🤖 AI Summary
This study addresses the limitations of existing emotion recognition approaches in human-robot collaboration, which often rely on acted data and single modalities such as facial expressions, thereby failing to capture the complexity of emotions in real-world settings. To overcome this, the work proposes the first integration of Vision-Language Models (VLMs) into this domain, leveraging multimodal contextual information and incorporating mechanisms for semantic and affective alignment to achieve more accurate emotion understanding. The system dynamically modulates service robot behaviors based on this enriched emotional interpretation, enhancing interaction naturalness. Experimental results demonstrate that the proposed method significantly outperforms CNN-based baselines in both semantic similarity and positive affect alignment, while user studies confirm that participants consistently prefer the robot’s emotion-adaptive behaviors generated by this approach.
📝 Abstract
Human-robot collaboration (HRC) can benefit from robots' abilities to interpret human emotional states. However, current emotion recognition (ER) models in HRC often fall short, particularly due to their reliance on acted datasets and single-modality inputs like facial expressions.
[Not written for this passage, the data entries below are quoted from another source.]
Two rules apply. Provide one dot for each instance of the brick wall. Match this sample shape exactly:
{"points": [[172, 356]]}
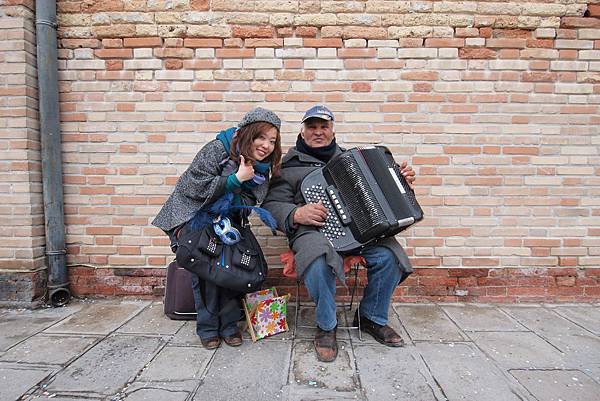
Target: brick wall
{"points": [[496, 105], [22, 274]]}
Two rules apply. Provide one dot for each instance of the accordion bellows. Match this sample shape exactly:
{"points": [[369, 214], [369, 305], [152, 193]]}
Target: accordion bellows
{"points": [[366, 195]]}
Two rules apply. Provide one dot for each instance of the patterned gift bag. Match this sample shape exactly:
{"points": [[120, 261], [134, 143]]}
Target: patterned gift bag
{"points": [[265, 313]]}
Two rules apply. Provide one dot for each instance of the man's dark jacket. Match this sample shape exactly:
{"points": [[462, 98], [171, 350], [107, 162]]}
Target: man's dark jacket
{"points": [[307, 242]]}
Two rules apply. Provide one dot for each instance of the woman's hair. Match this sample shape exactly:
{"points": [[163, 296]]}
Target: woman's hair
{"points": [[245, 137]]}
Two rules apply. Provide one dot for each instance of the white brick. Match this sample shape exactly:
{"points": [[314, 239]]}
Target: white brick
{"points": [[293, 42], [574, 88], [323, 64], [417, 53], [568, 65], [232, 64], [143, 53], [205, 53], [589, 33], [264, 74], [545, 33], [327, 52], [508, 64], [264, 52], [83, 54], [383, 43], [142, 64], [387, 52], [262, 64], [86, 64], [305, 52], [475, 42], [573, 44], [355, 43], [589, 55], [174, 75]]}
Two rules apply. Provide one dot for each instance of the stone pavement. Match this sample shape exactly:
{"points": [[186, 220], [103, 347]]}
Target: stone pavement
{"points": [[128, 350]]}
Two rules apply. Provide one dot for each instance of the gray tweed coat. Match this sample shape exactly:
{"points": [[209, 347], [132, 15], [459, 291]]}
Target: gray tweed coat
{"points": [[202, 183], [306, 241]]}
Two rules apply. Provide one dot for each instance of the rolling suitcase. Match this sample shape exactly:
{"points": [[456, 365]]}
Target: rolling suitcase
{"points": [[179, 297]]}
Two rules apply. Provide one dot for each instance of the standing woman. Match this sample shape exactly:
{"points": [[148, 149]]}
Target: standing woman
{"points": [[239, 161]]}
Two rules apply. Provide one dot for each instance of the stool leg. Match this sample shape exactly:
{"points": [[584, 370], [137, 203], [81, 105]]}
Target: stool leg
{"points": [[297, 308]]}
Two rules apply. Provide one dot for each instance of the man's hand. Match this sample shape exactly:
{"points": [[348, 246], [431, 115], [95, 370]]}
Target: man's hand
{"points": [[245, 171], [408, 173], [312, 214]]}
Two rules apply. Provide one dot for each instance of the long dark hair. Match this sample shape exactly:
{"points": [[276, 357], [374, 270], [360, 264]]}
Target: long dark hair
{"points": [[244, 138]]}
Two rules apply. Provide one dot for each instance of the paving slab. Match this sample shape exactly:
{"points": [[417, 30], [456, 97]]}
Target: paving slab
{"points": [[296, 393], [14, 382], [519, 350], [157, 394], [428, 323], [464, 373], [306, 328], [108, 366], [152, 321], [393, 374], [177, 363], [579, 345], [339, 375], [19, 324], [100, 317], [186, 335], [46, 349], [558, 385], [253, 371], [471, 317], [587, 316]]}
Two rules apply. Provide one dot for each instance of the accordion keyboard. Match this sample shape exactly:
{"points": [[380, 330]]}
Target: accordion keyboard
{"points": [[333, 225]]}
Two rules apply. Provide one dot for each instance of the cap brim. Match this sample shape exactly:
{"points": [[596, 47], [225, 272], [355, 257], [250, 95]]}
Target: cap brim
{"points": [[321, 116]]}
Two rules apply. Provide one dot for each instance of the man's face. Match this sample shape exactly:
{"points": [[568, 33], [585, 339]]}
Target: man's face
{"points": [[318, 132]]}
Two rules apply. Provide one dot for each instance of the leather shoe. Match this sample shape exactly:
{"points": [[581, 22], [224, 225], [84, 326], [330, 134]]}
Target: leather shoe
{"points": [[326, 345], [234, 340], [210, 342], [383, 334]]}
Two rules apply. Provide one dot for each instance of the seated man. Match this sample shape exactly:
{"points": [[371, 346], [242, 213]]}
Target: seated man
{"points": [[317, 263]]}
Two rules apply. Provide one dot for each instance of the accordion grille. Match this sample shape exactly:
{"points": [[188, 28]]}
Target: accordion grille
{"points": [[357, 193]]}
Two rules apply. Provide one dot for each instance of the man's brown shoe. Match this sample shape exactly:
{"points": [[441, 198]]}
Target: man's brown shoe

We propose a novel vision language model (VLM)-based ER system that leverages contextual understanding to improve emotion interpretation in HRC. We first evaluate the VLM-ER system by assessing its semantic and sentiment similarity with human annotations on an existing HRC dataset. Then, in a user study with a service robot in a collaborative delivery task, we evaluate the effects of modulating the robot's behaviour based on the user's emotional state inferred by the VLM-ER system. The results show that the proposed VLM-ER system achieves higher semantic similarity and positive sentiment alignment with human annotations compared to a baseline convolutional neural network-based system. Further, participants in the user study preferred emotion-adaptive robot behaviour facilitated by the VLM-ER system.